Using Pedigrees in Intel® Cilk™ Plus

Last time, I talked about DotMix, a contributed code for a deterministic parallel random-number generator (DPRNG) in Cilk™ Plus. To quickly recap, DotMix deterministically generates random numbers by hashing pedigrees  — deterministic names for strands in a Cilk Plus program. Pedigrees are a new feature implemented in Intel Cilk Plus and currently available in Intel® Composer XE 2013. Today, I will put on my Intel® Cilk™ Plus runtime-developer hat, and explain what pedigrees are, how they work, and how you can use them in Cilk Plus.



Strands and Execution Dags

To briefly review the execution model of Cilk Plus, recall that a Cilk Plus program can be conceptually decomposed into strands — serial chains of instructions without any parallel control. Intuitively, the three Cilk Plus keywords define boundaries for strands. For example, whenever execution encounters a cilk_spawn or cilk_sync statement, the currently executing strand ends and a new one begins. Every execution of a Cilk Plus program can be conceptually thought of as generating an execution dag — a directed acyclic graph of strands. For more details about the Cilk Plus execution model, see the following online documentation.

Before diving into the details, I will make two remarks. First, to be consistent with the online documentation, I should technically be using the term “maximal strand” (a strand that is not part of a longer strand) instead of just “strand,” since one can always keep breaking a strand into multiple strands until we get down to strands containing a single instruction. Strands that are not maximal are not really interesting for this discussion though, so I will use the term “strand” to mean “maximal strand” unless I specifically indicate otherwise. Second, for now I am going to skip over the discussion of how exactly to model the strands generated by a cilk_for loop in the execution dag. In the Cilk Plus runtime, a cilk_for loop decomposes into a recursive divide-and-conquer algorithm using cilk_spawn and cilk_sync, so in theory cilk_for does not add anything new.
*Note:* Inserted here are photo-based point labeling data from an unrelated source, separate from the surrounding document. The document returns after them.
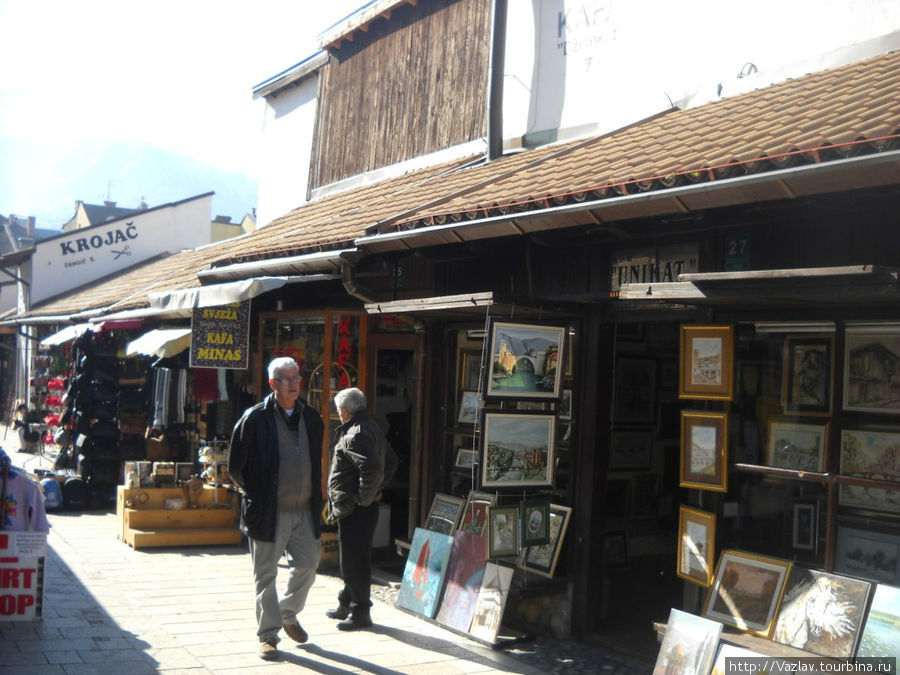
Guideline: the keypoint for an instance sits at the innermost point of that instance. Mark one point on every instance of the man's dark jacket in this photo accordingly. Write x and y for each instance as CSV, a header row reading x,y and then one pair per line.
x,y
362,462
253,466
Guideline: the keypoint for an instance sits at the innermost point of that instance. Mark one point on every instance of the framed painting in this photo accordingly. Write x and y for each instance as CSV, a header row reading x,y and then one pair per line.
x,y
635,390
871,360
805,527
867,553
469,407
696,545
870,454
518,449
808,374
535,526
423,576
796,446
503,531
631,450
465,459
524,361
746,591
445,513
469,370
689,645
822,612
615,549
491,602
542,560
707,362
465,571
474,518
704,450
881,636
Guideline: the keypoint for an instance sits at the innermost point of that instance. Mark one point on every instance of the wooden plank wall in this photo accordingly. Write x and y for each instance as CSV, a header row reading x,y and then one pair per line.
x,y
411,85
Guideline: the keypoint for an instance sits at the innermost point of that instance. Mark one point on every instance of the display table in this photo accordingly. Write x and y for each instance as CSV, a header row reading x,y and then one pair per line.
x,y
142,520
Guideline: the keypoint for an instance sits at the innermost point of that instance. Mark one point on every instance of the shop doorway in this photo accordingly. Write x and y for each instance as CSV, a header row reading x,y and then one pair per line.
x,y
393,404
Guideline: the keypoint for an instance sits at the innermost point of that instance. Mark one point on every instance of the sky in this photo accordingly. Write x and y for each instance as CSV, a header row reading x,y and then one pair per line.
x,y
131,100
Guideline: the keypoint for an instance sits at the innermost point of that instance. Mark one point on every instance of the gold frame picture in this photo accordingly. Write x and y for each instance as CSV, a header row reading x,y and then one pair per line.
x,y
707,362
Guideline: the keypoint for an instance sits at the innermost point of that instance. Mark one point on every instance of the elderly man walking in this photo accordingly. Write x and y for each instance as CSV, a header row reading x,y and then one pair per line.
x,y
361,463
275,458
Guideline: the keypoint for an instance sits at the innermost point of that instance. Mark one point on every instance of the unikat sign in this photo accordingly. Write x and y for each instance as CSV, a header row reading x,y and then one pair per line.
x,y
21,576
220,336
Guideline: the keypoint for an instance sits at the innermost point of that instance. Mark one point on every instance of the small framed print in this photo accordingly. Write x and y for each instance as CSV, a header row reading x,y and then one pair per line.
x,y
696,545
747,591
707,362
445,513
465,459
808,374
535,514
525,361
469,407
503,531
704,456
805,526
796,446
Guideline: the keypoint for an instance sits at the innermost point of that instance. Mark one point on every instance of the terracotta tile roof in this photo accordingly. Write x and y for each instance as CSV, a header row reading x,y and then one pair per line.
x,y
854,109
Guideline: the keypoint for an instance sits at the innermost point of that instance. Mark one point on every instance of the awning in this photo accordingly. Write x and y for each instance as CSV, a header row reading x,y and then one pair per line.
x,y
161,342
215,295
65,335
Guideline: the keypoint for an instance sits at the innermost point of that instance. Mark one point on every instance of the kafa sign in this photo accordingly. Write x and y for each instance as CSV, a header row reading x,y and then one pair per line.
x,y
21,576
220,336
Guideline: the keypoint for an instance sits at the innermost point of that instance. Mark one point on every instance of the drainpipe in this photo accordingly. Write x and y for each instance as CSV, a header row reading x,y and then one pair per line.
x,y
496,64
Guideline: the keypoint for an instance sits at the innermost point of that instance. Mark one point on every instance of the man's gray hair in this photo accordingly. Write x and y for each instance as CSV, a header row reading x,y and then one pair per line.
x,y
352,400
279,364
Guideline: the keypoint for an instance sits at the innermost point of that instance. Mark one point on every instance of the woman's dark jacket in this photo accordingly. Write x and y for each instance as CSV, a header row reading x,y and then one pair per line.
x,y
253,466
358,469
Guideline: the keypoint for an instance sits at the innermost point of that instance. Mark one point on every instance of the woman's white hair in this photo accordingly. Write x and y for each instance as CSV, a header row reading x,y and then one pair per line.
x,y
352,400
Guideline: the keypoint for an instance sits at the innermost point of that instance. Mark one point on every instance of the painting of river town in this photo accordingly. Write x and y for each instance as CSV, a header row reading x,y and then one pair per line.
x,y
518,449
525,361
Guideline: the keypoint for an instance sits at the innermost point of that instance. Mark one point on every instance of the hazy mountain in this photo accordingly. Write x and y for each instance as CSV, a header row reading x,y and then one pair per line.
x,y
46,183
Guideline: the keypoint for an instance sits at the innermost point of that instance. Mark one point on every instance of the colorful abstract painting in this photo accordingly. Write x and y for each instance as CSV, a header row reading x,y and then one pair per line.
x,y
423,577
466,570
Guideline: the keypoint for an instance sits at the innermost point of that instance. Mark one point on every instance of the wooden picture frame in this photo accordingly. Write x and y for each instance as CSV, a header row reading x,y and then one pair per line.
x,y
631,450
871,358
535,526
805,525
707,362
615,549
704,450
503,531
696,545
790,445
524,361
862,450
466,459
469,407
808,374
518,449
445,513
474,518
635,389
746,591
469,370
542,560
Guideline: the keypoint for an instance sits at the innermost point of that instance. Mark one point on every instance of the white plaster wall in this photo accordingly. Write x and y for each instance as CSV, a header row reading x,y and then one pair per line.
x,y
589,66
63,263
289,125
But as I'll describe later, it turns out we can do more interesting optimizations of pedigrees for cilk_for.

With those caveats out of the way, let’s look at a concrete example of an execution dag and strands. The computation of fib(4) generates an execution dag with strands as shown in Figure 1 below. The strands in Figure 1 are labeled with letters. For example, A is the initial strand in fib(4), B is the initial strand in fib(3) which was spawned from fib(4), and L is the strand for the continuation of that cilk_spawn.

 int fib(int n) { if (n < 2) { return n; } else { int x, y; x = cilk_spawn fib(n-1); y = fib(n-2); cilk_sync; return x+y; } } 
Figure 1: Execution dag for fib(4).

I’ve intentionally skipped a few letters in this figure. Recall that I ended my last post with the puzzle of how you might define pedigrees for this rand_fib(4). The rand_fib(4) call generates a dag which looks similar to fib(4), but has a few extra strands because of DPRNG calls, as shown in Figure 2. In particular, I’ve split strands so that each call to get() falls in a different strand. For example, strand L in the dag for fib(4) becomes K and L in the dag for rand_fib(4). More precisely, K names the strand with the get() call in Line 10 for rand_fib(4), and L names the strand with the get() call in Line 08 of rand_fib(n-2).
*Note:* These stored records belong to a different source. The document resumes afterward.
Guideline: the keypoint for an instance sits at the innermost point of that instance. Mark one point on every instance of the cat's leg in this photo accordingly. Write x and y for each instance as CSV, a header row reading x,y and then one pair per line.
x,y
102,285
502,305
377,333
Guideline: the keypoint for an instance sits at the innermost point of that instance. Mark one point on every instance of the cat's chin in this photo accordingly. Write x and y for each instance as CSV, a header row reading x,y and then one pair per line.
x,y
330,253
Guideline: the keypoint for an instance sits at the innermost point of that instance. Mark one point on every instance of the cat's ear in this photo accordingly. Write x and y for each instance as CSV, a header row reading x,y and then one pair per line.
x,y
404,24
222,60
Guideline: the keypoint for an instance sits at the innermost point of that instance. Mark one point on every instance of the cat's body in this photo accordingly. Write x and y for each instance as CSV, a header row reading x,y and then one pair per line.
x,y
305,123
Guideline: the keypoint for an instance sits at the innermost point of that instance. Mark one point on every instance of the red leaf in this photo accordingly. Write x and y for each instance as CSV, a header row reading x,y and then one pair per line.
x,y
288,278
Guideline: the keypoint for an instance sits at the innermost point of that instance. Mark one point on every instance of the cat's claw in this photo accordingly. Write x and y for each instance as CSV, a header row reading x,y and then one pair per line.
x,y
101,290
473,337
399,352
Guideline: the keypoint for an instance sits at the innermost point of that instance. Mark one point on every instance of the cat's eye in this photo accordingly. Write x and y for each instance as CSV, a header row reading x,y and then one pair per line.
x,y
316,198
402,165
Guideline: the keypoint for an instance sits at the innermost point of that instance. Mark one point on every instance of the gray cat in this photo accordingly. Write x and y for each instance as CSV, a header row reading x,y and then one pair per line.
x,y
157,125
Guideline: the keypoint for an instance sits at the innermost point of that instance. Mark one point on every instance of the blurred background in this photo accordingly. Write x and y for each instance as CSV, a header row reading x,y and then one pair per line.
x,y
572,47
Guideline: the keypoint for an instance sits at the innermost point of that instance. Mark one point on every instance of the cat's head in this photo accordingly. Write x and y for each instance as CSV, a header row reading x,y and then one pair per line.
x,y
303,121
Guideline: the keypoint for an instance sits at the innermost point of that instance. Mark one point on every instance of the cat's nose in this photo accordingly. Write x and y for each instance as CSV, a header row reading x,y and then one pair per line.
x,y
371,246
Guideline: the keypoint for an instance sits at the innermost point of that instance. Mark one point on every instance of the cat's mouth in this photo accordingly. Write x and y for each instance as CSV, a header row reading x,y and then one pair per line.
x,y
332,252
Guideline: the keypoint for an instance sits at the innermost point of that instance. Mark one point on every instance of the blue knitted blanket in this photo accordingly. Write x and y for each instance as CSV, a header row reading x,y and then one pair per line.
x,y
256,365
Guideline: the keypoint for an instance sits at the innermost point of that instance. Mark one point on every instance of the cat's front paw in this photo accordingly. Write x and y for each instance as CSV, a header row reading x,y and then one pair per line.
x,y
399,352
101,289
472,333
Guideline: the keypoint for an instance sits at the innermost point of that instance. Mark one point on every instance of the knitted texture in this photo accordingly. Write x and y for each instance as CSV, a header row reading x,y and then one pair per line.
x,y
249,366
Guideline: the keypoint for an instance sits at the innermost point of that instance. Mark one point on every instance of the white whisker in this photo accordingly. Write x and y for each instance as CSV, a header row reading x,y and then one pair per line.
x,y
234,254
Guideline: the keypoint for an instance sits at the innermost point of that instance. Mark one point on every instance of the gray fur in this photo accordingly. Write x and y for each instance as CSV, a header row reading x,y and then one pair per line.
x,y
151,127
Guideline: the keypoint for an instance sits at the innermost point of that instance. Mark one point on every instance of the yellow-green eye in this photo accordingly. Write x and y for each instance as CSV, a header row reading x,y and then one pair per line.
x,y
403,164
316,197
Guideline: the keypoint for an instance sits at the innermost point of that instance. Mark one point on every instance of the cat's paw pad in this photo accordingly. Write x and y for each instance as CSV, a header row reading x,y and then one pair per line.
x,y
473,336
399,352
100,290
 int rand_fib(int n) { if (n < 2) { sum += global_rng.get() * n; return n; } else { int x, y; sum += global_rng.get() * n; x = cilk_spawn rand_fib(n-1); sum += global_rng.get(); y = rand_fib(n-2); cilk_sync; sum += global_rng.get() * n; return x+y; } } 
Figure 2: Execution dag for rand_fib(4).

Many Cilk Plus programs are dag-invariant, that is, when run on a given fixed input, they always generate the same execution dag every time, no matter how many workers are used to execute the program. Being completely precise about when a program is dag-invariant seems quite tricky, but it is usually fairly intuitive to spot a dag-invariant program when you see one. Usually, as long as your Cilk Plus program does not have a structure of cilk_spawn, cilk_sync, and cilk_for statements that depends on how the program was actually scheduled, the execution dag should remain the same between runs. This condition usually holds for many Cilk Plus programs. To violate the condition and have a nondeterministic execution dag, you often have to do something ugly like query the number of workers and write conditional code based on that value, or use some other mechanisms like locks or exceptions in a way that changes the parallel control flow.



Pedigrees in Cilk Plus

The pedigree of a strand can be thought of as a unique "name" for that strand during a program execution. The idea is that pedigrees should be deterministic for dag-invariant Cilk Plus programs. Conceptually, imagine taking a dag-invariant Cilk Plus program, and changing it so that every strand also prints out its name (pedigree) as output. Sort the list of named strands in some canonical order, for example, the order that strands are encountered in a serial execution of the program. First, the sorted list should have no duplicates, that is, every pedigree should be unique. Second, this sorted list of names should be deterministic across multiple runs of the program, i.e., the list is always the same, no matter how many workers you use to execute the program.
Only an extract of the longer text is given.